Jožef Stefan Institute, 1000 Ljubljana, Slovenia.
Int J Environ Res Public Health. 2021 Jun 23;18(13):6750. doi: 10.3390/ijerph18136750.
The COVID-19 pandemic affected the whole world, but not all countries were impacted equally. This opens the question of what factors can explain the initial faster spread in some countries compared to others. Many such factors are overshadowed by the effect of the countermeasures, so we studied the early phases of the infection when countermeasures had not yet taken place. We collected the most diverse dataset of potentially relevant factors and infection metrics to date for this task. Using it, we show the importance of different factors and factor categories as determined by both statistical methods and machine learning (ML) feature selection (FS) approaches. Factors related to culture (e.g., individualism, openness), development, and travel proved the most important. A more thorough factor analysis was then made using a novel rule discovery algorithm. We also show how interconnected these factors are and caution against relying on ML analysis in isolation. Importantly, we explore potential pitfalls found in the methodology of similar work and demonstrate their impact on COVID-19 data analysis. Our best models using the decision tree classifier can predict the infection class with roughly 80% accuracy.
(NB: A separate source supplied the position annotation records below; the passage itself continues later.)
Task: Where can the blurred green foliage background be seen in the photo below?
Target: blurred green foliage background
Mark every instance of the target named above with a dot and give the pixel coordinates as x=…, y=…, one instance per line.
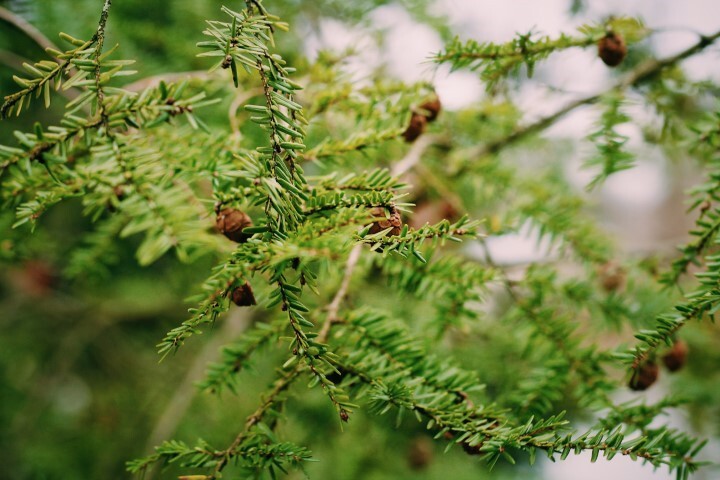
x=81, y=389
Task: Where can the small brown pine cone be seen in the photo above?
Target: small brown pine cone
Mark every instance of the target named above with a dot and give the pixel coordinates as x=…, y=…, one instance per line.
x=416, y=127
x=231, y=223
x=676, y=357
x=243, y=296
x=612, y=49
x=644, y=376
x=394, y=221
x=431, y=108
x=471, y=450
x=612, y=277
x=420, y=453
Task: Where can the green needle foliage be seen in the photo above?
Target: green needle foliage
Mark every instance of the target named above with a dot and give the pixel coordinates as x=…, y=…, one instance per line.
x=360, y=295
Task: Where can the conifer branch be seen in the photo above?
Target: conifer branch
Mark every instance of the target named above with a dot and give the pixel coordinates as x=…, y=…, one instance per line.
x=641, y=73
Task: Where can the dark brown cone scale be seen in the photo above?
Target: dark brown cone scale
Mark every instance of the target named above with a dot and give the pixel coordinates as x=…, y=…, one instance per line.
x=420, y=453
x=415, y=128
x=243, y=296
x=231, y=223
x=612, y=276
x=645, y=375
x=394, y=221
x=612, y=49
x=676, y=357
x=431, y=108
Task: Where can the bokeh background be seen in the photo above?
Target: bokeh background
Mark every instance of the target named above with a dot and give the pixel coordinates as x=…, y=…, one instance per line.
x=81, y=389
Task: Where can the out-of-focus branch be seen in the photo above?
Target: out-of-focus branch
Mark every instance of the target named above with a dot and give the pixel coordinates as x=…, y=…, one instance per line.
x=640, y=73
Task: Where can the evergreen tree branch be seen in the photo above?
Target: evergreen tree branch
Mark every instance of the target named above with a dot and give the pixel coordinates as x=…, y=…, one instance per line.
x=641, y=73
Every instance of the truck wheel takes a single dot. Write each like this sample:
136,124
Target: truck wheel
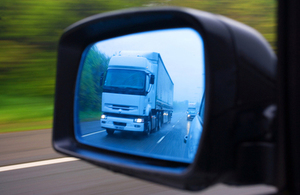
110,131
147,128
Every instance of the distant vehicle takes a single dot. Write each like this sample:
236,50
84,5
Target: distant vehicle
137,93
195,132
191,111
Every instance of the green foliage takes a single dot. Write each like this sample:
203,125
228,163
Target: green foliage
30,31
90,90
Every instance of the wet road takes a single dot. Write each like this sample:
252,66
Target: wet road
77,177
165,143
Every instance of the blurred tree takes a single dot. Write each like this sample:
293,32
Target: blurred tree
90,90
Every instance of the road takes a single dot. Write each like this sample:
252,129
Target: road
165,143
76,177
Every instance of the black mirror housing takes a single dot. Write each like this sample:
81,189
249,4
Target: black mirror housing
240,70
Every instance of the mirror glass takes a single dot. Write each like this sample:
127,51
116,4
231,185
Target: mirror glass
141,94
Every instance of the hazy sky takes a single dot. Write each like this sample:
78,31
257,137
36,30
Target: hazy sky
181,51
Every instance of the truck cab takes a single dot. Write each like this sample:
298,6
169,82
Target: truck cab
131,93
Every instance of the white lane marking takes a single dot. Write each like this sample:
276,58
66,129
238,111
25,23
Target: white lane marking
161,139
36,164
93,133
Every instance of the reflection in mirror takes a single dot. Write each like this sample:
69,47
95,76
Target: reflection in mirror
141,94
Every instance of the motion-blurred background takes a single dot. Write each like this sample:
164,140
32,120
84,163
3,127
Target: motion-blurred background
29,35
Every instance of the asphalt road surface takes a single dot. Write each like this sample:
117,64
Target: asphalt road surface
76,176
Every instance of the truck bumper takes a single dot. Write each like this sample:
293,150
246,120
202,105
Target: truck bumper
121,124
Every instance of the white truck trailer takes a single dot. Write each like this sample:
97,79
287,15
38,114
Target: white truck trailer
137,93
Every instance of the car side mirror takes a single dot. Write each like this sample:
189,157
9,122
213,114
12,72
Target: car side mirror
234,142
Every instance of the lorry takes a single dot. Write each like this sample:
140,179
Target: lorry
191,111
137,93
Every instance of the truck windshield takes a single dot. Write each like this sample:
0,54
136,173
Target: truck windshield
125,81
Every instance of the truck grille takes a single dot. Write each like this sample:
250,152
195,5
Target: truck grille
121,107
120,124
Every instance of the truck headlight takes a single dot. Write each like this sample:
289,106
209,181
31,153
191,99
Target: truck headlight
138,120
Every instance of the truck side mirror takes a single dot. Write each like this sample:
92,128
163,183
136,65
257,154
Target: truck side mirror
101,78
152,79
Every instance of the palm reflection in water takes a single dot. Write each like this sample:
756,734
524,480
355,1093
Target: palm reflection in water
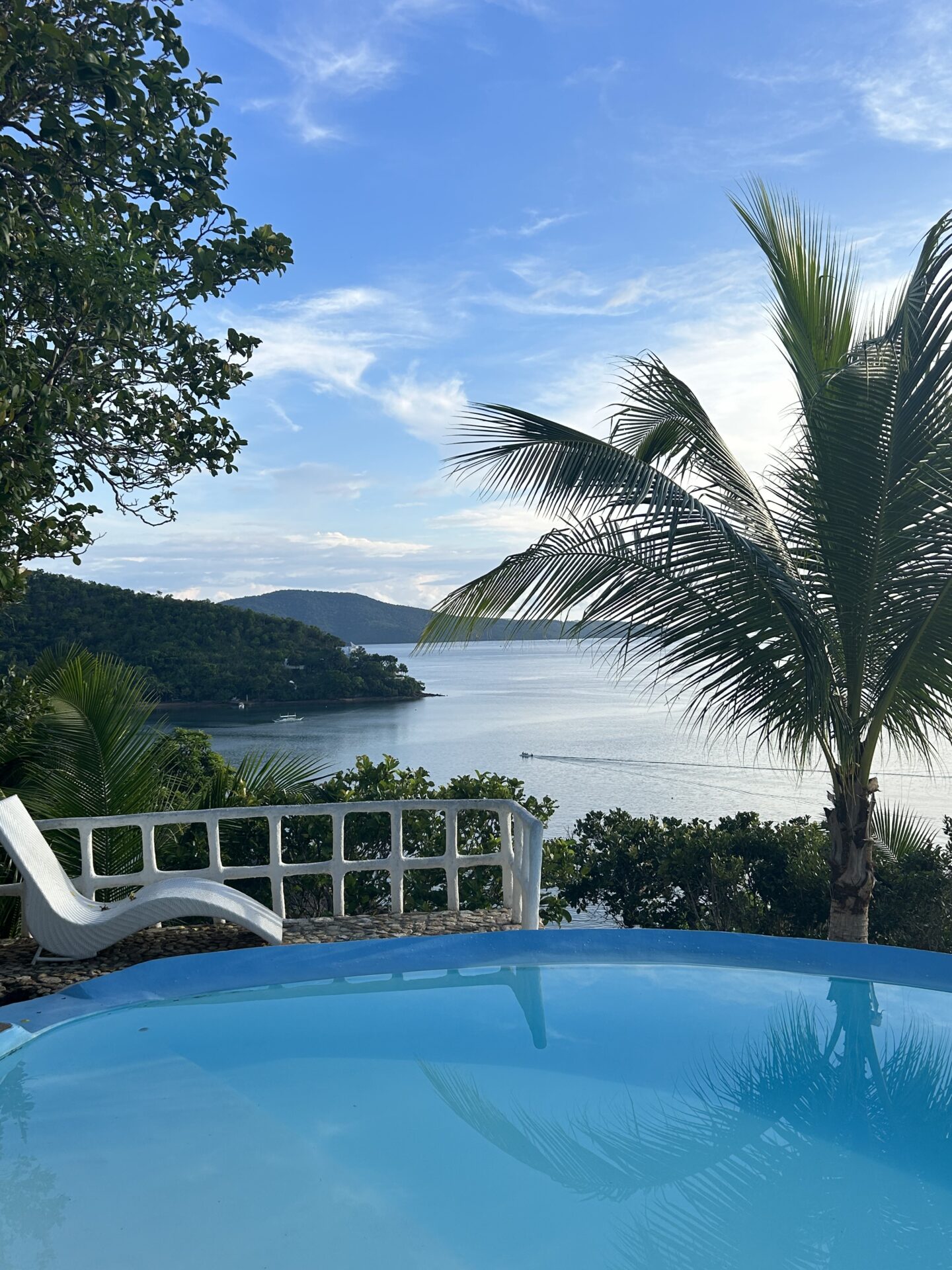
807,1147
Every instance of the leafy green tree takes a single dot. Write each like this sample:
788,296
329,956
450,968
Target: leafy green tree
194,651
740,874
814,611
98,751
112,228
367,837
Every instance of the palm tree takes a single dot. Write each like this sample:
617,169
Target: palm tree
811,611
99,751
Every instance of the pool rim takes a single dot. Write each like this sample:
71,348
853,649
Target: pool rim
202,973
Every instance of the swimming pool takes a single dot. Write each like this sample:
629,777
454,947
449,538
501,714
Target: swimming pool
531,1099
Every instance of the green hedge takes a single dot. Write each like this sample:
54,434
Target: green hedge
738,874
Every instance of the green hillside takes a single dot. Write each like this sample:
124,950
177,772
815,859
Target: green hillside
368,621
196,651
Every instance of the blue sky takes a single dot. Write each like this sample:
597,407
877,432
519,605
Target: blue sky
494,200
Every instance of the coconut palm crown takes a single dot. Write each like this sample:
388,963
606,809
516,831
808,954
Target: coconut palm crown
811,610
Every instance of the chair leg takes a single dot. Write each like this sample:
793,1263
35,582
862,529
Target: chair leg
38,956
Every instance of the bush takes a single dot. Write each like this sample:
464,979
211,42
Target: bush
738,874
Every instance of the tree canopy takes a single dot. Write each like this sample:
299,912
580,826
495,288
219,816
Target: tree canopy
811,610
112,228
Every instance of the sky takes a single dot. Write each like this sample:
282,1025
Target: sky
495,201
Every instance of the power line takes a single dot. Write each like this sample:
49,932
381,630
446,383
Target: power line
719,767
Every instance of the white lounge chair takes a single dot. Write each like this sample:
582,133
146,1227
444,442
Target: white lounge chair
71,926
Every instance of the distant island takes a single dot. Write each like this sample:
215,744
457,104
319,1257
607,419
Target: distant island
196,651
362,620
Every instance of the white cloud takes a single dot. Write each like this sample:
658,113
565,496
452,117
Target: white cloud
332,540
908,95
313,480
537,224
507,521
287,422
601,74
427,409
291,346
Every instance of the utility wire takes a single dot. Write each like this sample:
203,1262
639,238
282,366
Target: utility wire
719,767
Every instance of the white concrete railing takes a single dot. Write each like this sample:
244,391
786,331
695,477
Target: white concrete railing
520,854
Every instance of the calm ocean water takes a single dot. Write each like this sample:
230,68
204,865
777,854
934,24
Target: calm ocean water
611,747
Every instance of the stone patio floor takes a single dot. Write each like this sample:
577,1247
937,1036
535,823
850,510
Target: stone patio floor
19,981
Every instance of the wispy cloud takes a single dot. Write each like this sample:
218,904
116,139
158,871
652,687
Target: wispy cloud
287,423
908,95
516,525
426,409
313,480
536,224
332,540
335,341
601,74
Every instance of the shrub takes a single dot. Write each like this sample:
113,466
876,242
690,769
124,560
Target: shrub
738,874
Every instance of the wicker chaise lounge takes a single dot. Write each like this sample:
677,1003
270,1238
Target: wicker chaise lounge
67,925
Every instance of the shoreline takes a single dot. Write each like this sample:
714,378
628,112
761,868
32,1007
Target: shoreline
296,701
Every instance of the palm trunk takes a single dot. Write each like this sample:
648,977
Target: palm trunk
851,861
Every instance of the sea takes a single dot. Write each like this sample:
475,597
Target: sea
554,716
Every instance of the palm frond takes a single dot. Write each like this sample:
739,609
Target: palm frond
673,588
815,284
267,779
662,423
899,832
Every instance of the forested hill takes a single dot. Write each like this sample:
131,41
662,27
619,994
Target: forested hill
371,621
196,651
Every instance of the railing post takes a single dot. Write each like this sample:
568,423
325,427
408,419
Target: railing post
506,851
520,837
532,873
397,859
274,864
87,868
150,865
212,828
337,876
452,859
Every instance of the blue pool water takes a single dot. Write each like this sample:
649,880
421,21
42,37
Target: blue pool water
627,1099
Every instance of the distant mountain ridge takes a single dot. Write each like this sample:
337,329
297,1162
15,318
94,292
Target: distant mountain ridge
362,620
196,651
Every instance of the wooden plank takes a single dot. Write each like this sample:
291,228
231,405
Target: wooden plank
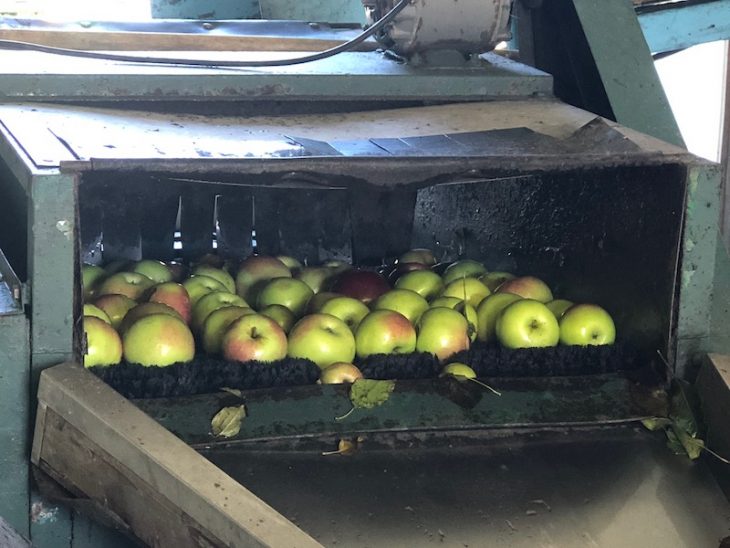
211,499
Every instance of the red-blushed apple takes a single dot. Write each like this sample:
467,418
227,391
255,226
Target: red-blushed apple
488,312
289,292
173,295
116,307
156,271
131,284
254,338
199,286
494,279
559,306
213,301
527,287
217,274
103,345
255,271
587,324
470,290
426,283
340,373
323,339
216,324
442,332
93,310
385,332
363,285
406,302
527,323
465,268
158,340
349,310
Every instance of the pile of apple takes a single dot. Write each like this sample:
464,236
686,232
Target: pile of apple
268,308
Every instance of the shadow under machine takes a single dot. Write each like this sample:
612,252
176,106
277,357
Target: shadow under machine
417,140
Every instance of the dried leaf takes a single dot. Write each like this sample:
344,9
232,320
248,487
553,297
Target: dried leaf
227,422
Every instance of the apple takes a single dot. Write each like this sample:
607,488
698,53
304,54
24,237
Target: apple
116,307
494,279
559,306
385,332
131,284
213,301
407,302
199,286
216,324
91,275
145,309
587,324
156,271
426,283
488,312
103,345
158,340
217,274
281,315
361,284
289,292
349,310
323,339
527,287
470,290
527,323
442,332
340,373
419,255
254,338
173,295
95,311
255,271
465,268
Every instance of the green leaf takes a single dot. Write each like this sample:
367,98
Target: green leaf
227,422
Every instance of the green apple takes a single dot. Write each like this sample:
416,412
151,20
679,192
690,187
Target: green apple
527,287
116,307
385,332
323,339
340,373
216,324
289,292
254,338
488,312
173,295
103,345
131,284
442,332
158,340
494,279
255,271
470,290
281,315
210,302
349,310
199,286
156,271
465,268
407,302
587,324
527,323
217,274
93,310
426,283
558,307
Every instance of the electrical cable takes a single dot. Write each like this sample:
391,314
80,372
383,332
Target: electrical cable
345,46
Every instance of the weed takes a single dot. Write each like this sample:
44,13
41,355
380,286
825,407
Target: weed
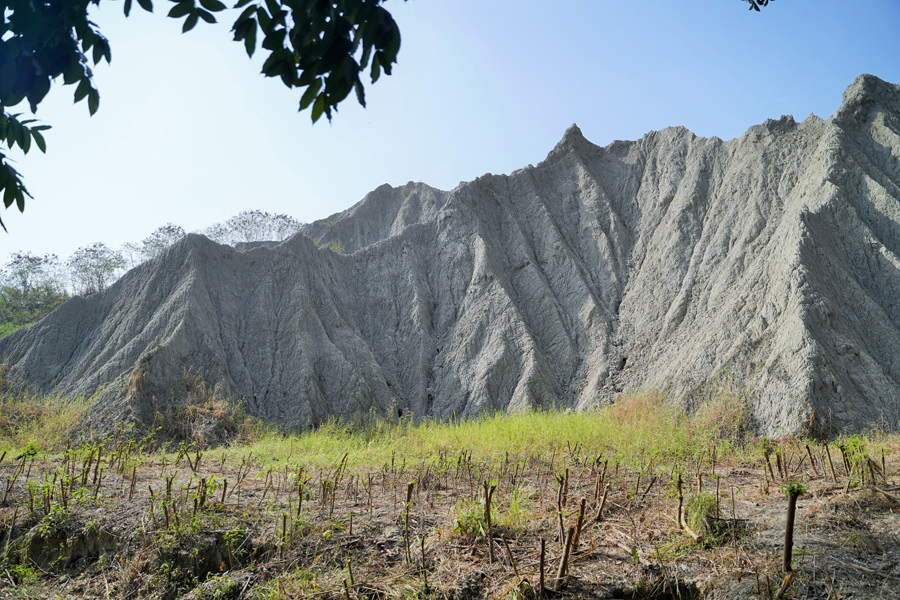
470,520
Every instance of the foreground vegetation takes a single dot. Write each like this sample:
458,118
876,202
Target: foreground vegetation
633,500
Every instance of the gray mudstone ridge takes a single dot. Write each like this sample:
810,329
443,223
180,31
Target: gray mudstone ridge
772,259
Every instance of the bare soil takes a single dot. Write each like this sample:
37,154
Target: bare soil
146,526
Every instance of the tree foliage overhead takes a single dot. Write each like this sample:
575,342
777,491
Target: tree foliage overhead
320,46
755,4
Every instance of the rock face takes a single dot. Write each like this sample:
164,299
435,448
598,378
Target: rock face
773,258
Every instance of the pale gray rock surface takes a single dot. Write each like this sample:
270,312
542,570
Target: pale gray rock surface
772,259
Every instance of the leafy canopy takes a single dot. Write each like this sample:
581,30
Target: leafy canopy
320,46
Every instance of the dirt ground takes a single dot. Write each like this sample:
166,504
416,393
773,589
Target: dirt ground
217,524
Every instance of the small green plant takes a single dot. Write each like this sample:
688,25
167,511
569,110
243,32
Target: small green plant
519,514
469,520
219,587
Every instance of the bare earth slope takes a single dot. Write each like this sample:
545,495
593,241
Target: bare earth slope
665,262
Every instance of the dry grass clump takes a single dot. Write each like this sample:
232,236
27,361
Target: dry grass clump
28,418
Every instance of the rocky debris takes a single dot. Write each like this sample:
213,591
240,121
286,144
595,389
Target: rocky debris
770,260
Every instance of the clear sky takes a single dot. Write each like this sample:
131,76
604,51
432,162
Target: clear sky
189,132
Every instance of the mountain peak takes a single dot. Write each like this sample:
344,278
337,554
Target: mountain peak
866,91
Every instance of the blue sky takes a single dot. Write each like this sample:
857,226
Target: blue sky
189,132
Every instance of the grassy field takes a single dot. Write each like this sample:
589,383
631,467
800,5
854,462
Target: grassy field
634,500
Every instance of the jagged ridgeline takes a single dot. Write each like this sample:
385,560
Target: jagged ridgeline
772,260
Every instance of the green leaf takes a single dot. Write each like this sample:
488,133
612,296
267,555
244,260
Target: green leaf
181,9
250,40
212,5
84,86
206,15
318,108
310,94
24,139
10,194
93,101
274,8
360,92
39,140
190,22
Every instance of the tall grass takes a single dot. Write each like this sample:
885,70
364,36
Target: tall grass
634,429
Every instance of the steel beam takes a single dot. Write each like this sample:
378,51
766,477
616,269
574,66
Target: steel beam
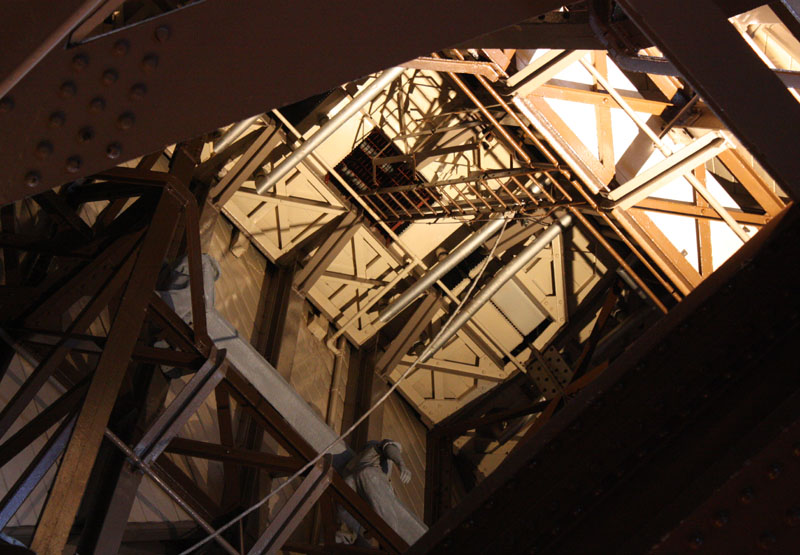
295,509
276,464
724,76
336,241
36,470
70,481
409,334
145,73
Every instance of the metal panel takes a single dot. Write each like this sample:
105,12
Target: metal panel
724,76
151,91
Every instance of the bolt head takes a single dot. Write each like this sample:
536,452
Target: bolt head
138,91
121,47
97,104
113,151
110,77
68,89
44,149
162,33
85,135
80,62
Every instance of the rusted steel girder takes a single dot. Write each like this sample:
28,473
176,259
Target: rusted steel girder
730,77
668,423
87,107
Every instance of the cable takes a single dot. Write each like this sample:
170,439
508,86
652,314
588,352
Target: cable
358,422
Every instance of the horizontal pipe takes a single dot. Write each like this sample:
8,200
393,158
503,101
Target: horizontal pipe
291,162
434,274
233,133
502,277
172,494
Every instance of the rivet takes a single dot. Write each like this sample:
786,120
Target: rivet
113,150
44,149
68,89
793,516
774,470
721,518
32,179
79,62
57,119
162,33
73,164
149,63
97,104
125,121
120,47
137,91
766,540
110,77
6,104
85,134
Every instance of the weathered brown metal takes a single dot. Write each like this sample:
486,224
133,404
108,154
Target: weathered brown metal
166,489
698,406
37,468
722,84
65,495
295,509
277,464
152,64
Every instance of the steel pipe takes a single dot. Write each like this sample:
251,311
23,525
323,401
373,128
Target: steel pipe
434,274
502,277
233,133
369,93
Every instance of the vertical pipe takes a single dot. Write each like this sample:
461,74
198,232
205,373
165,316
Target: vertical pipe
373,90
502,277
464,249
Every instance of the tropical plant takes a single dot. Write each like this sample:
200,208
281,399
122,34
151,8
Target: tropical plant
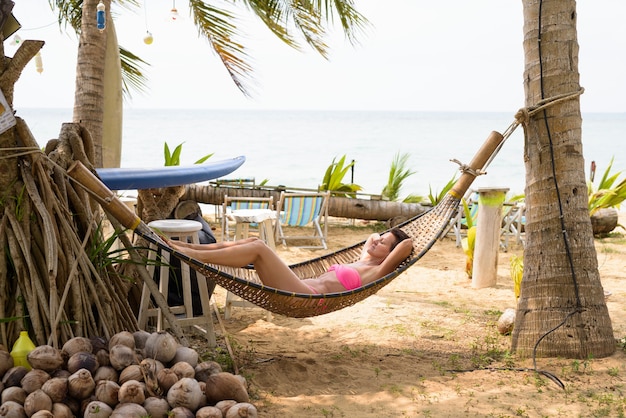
398,173
333,179
606,194
173,158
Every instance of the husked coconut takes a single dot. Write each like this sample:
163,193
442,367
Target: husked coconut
45,357
106,373
132,372
42,414
123,337
223,386
157,407
225,405
107,391
56,388
61,410
186,354
37,401
14,376
186,392
166,379
75,345
129,410
97,409
161,346
209,412
121,356
82,360
140,338
131,392
181,412
14,394
183,369
80,385
12,409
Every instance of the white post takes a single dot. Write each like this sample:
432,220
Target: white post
488,227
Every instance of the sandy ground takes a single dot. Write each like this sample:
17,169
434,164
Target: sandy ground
392,354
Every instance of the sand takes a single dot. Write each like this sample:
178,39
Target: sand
392,354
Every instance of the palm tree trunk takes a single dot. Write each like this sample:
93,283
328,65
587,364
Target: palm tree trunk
561,295
90,64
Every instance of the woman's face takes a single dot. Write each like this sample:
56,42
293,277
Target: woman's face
381,246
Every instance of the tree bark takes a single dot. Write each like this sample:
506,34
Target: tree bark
561,309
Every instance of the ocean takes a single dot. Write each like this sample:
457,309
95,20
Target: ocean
294,148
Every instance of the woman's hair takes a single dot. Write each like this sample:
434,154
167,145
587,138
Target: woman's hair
400,236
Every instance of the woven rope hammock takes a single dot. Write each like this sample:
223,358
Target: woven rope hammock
424,229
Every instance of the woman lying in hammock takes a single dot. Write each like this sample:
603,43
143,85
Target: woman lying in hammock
381,255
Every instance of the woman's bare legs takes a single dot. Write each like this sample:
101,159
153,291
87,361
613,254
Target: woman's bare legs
271,269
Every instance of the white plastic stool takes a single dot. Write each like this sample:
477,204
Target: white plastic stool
183,230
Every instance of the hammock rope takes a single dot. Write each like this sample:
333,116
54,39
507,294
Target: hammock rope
424,229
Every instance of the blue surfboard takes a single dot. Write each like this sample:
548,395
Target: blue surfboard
150,178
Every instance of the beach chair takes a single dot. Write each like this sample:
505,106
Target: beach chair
298,211
232,203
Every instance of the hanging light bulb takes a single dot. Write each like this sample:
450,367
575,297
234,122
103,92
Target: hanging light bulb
174,13
101,16
38,63
148,38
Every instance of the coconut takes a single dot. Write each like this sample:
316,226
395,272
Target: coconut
223,386
140,338
186,393
14,394
81,384
225,405
132,372
121,356
127,410
183,369
34,380
61,410
102,356
181,412
166,379
37,401
14,376
132,392
56,388
161,346
107,391
45,357
209,412
156,407
186,354
12,409
242,409
97,409
105,373
82,360
76,345
124,338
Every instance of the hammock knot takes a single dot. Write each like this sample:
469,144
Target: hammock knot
464,168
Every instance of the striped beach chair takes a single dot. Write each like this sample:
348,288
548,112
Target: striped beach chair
298,211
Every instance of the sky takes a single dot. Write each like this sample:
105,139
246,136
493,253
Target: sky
452,55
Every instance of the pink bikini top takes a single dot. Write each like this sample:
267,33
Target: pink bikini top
348,276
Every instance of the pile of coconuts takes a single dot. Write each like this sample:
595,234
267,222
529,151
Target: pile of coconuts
138,374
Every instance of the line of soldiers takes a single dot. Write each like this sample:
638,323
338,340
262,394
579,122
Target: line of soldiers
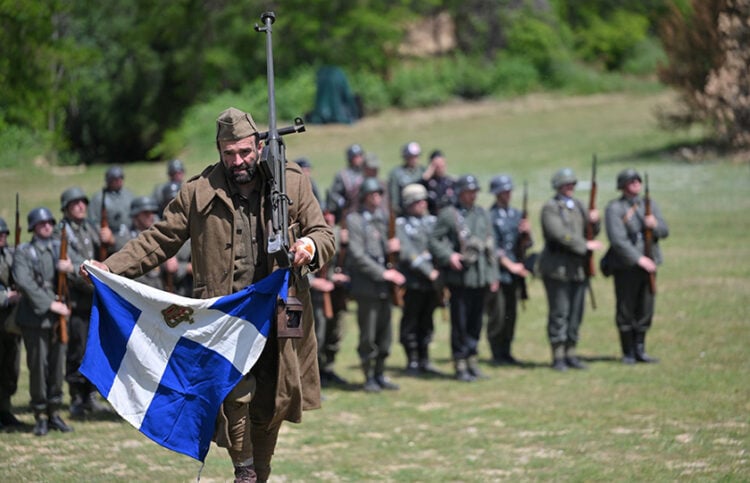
45,303
419,240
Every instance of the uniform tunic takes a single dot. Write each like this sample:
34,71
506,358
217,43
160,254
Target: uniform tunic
625,223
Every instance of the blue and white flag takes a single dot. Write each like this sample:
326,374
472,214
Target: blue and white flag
167,362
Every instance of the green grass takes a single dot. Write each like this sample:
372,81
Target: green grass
685,419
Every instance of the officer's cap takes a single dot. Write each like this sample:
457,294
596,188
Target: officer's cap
233,125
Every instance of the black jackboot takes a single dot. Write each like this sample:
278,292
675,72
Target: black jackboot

新冠疫情影响了全世界,但并非所有国家都受到同等程度的影响。这就提出了一个问题,即哪些因素可以解释为什么在某些国家,新冠病毒的传播速度比其他国家更快。许多此类因素都被防控措施的效果所掩盖,因此我们研究了在尚未采取防控措施时疫情的早期阶段。为此,我们收集了迄今为止最广泛的潜在相关因素和感染指标数据集。利用该数据集,我们通过统计方法和机器学习(ML)特征选择(FS)方法,展示了不同因素和因素类别的重要性。与文化(例如个人主义、开放性)、发展和旅行相关的因素被证明是最重要的。然后,我们使用一种新的规则发现算法对因素进行了更深入的分析。我们还展示了这些因素之间是如何相互关联的,并警告不要孤立地依赖 ML 分析。重要的是,我们探讨了在类似工作的方法学中发现的潜在缺陷,并展示了它们对新冠数据分析的影响。我们使用决策树分类器的最佳模型可以预测感染类别,准确率约为 80%。